ALBUM REVIEW: Michelle Malone Connects With Simple Beauties and Complex Realities on ‘1977’
Michelle Malone’s songs unfold cinematically. Every flourish of her guitar captures a moment of human vulnerability, and her warm, inviting vocals tell stories of the exquisite intimacy of our daily lives, whether we’re picking eggs from under our hens, living with heartbreak and loss, trying to find ourselves, or celebrating love.
Shimmering, echoing guitars open the soulful psychedelic folk of “Not Who I Used to Be.” The minor-chord verses open into a major-chord declaration of moving on from the old to the new on the chorus, with Malone’s and Doug Kees’ guitars tracing a thematic lead line beneath Malone’s lyrics. The sonically spacious character of the song recalls the resonant airiness of Danny Kirwan’s Fleetwood Mac Bare Trees album.
Sparkling guitars create a bright bed of sound over which Malone’s soaring vocals lie on “Know My Name.” The luster of the sound belies the hurt and the pain in the lyrics as two people fail to connect and live mirrored lives of loneliness: “I’m just like you and you’re just like me / we’re both outsiders longing to be free / So alone, so alone, so alone, so alone.”
“Even the Queen” rocks along a Linda Ronstadt vibe and would easily be at home on Ronstadt’s 1977 Simple Dreams. The gospel-inflected chorus on “River Song” celebrates small beauties and the unrelenting power of music as it flows like a river in and out of our lives. The song illustrates Malone’s way with stories and her ability to evoke in a few words the tenderness and warmth of close relationships: “Anne is waiting on the tow truck, Jiblet’s got to write contracts / Dee got a nail in her Goodyear tire she had to fix it ’fore it went flat / Mega’s dancing with the fairies and laughing by the big bonfire / Trish led us up to the mountain top like a preacher leads a Sunday choir.”
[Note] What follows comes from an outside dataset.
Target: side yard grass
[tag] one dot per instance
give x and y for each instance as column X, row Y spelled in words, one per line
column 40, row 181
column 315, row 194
Guitars create a wall of sound on the Tejano ballad “Dust Bowl Man”; the song’s outro rides along the same sonic track as The Eagles’ “Outlaw Man” from their 1973 album, Desperado. On the lilting country folk “Georgia Made,” Malone, based in Atlanta, brightly embraces the “Georgia Clay” that “runs in her bloodstream.”
1977 wears its heart on its sleeve, shimmering with an openness to human pain and joy and delivered in spacious lyrics and music that enters our hearts. Michelle Malone deserves to be even better known than she is, and 1977 may be the album that makes that happen.